For two years, Opie the cat lived out a content feral life in an industrial lot in Queens, New York City. This bright and curious kitty would start every day by perching on the driver’s seat of a tractor parked in the complex, before hopping down to meet the elderly caretaker who came by to feed Opie and his colony pals. The cats picked up names like Jack Whiskers, Sonny, Ralph, Curly Q, and Google Earth. When the weather turned cold, Opie and his crew would take cozy sanctuary in the insulated shelters their human guardian had constructed for them.
Life on the lot was good — and it was all Opie and his crew knew.
That changed this fall when the lot’s managers decided that Opie’s clowder was no longer welcome. The shelters were thrown out, and a new rule banned the feeding of cats on the lot. Despite their caretaker attempting to sneak in meals, the coming winter weather meant the colony’s very existence was about to end in the cruelest fashion.
As the days passed by, the caretaker became increasingly worried that action might be taken against him if he continued to help out Opie, a situation exacerbated with his upcoming retirement. Thankfully, as he noticed the cats becoming visibly thinner, he decided to put in a call to Neighborhood Cats, a rescue organization that specializes in feral kitties and the trap-neuter-release (TNR) method.
Susan Richmond from Neighborhood Cats recalls Opie’s situation in bleak terms: “With their health deteriorating and winter not far off, the weakened cats faced the prospect of trying to survive freezing temperatures by huddling under the facility’s larger vehicles or heavy machinery.”
As Neighborhood Cats plotted a TNR mission to rescue Opie and his cohorts, it set up an online fundraiser in a bid to raise $5,000 to help out with costs.
On a practical level, Susan says the industrial environment of the lot made trapping the cats tricky. Listing some of the obstacles, she reels off “the presence of large moving vehicles and heavy machinery, spilled chemicals, off-limits areas, hostile personnel, and adjacent hazards — the complex is bordered by heavily trafficked roads and a waterway that floods when it rains.”
To that end, forward planning became key, and the group scheduled the trapping expedition for a weekend, a time when few workers were present on site. Saturday’s session was a success, with Susan adding that the “stragglers” were trapped early on Sunday.

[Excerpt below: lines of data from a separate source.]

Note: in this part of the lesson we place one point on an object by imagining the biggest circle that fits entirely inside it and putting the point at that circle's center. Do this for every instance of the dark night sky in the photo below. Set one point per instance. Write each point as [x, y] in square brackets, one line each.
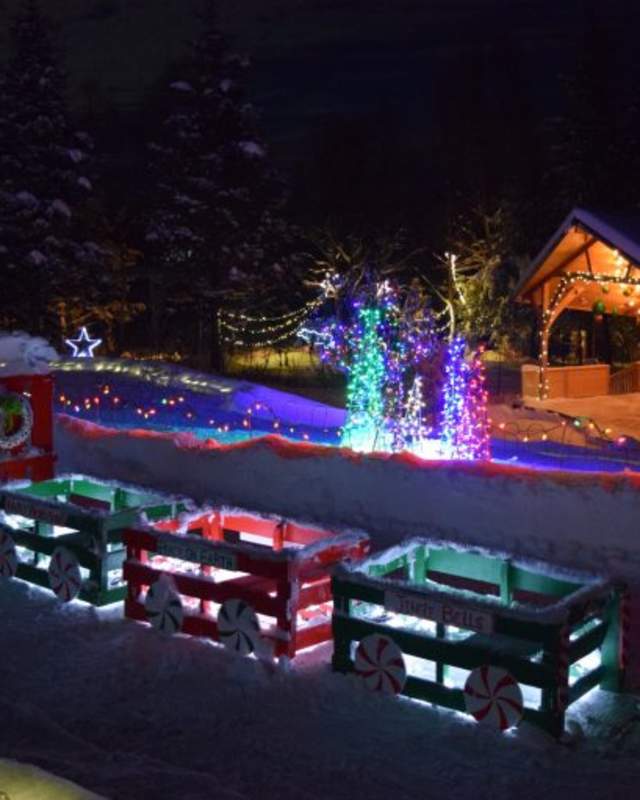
[316, 58]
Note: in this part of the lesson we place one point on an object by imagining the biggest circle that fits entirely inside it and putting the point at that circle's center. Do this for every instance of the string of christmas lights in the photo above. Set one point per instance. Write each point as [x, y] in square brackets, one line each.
[465, 421]
[565, 286]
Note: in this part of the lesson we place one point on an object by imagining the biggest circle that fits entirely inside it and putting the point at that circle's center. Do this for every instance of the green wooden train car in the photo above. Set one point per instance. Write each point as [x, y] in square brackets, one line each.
[477, 632]
[66, 534]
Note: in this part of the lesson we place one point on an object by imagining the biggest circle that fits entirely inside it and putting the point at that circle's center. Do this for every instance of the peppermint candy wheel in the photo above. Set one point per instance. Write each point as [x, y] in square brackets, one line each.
[492, 696]
[379, 663]
[238, 627]
[8, 557]
[164, 607]
[64, 574]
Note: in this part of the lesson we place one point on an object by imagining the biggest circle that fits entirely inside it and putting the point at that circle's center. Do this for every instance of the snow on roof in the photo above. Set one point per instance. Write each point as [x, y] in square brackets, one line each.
[22, 354]
[620, 231]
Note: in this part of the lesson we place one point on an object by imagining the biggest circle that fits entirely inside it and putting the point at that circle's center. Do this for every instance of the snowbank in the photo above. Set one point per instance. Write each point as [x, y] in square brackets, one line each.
[576, 520]
[21, 354]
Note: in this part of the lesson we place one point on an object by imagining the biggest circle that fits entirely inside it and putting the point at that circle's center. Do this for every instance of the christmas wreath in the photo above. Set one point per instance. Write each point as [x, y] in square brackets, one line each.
[16, 421]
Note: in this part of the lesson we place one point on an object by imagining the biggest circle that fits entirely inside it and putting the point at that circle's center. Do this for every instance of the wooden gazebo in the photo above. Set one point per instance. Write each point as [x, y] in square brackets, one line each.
[592, 263]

“Within a span of about 36 hours, the entire colony had left the lot behind forever,” she says, before adding that Opie’s clique all received full examinations, spaying or neutering, and rabies vaccinations. (A couple of kitties with decaying teeth were also treated to dental visits.)
The rescue mission to move and rehouse an entire colony of cats was a success.

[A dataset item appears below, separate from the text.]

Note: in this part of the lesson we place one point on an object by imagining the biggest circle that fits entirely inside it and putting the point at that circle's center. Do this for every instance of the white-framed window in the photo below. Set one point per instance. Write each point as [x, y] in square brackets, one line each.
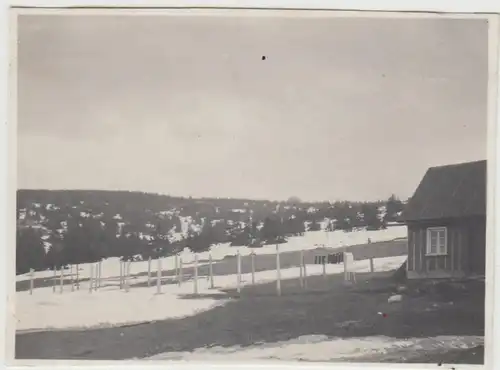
[437, 240]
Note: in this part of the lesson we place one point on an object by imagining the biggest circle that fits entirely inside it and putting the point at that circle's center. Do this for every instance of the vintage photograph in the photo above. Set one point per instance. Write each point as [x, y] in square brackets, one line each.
[251, 186]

“Good food served up daily and warm beds are working wonders for Opie, Ralphie, Jack Whiskers, and the rest of the kitties,” confirms Susan. While she says that the cats’ safety and the privacy of their new caregivers means she cannot detail their new mailing address, she can confirm that they’re enjoying the bucolic life in a “country home a few hours from New York City,” where they have access to both outdoor space and warm shelter.
“Since the colony was able to stay together,” she says, “they also have the comfort of being with old friends as they start their happy, new lives.”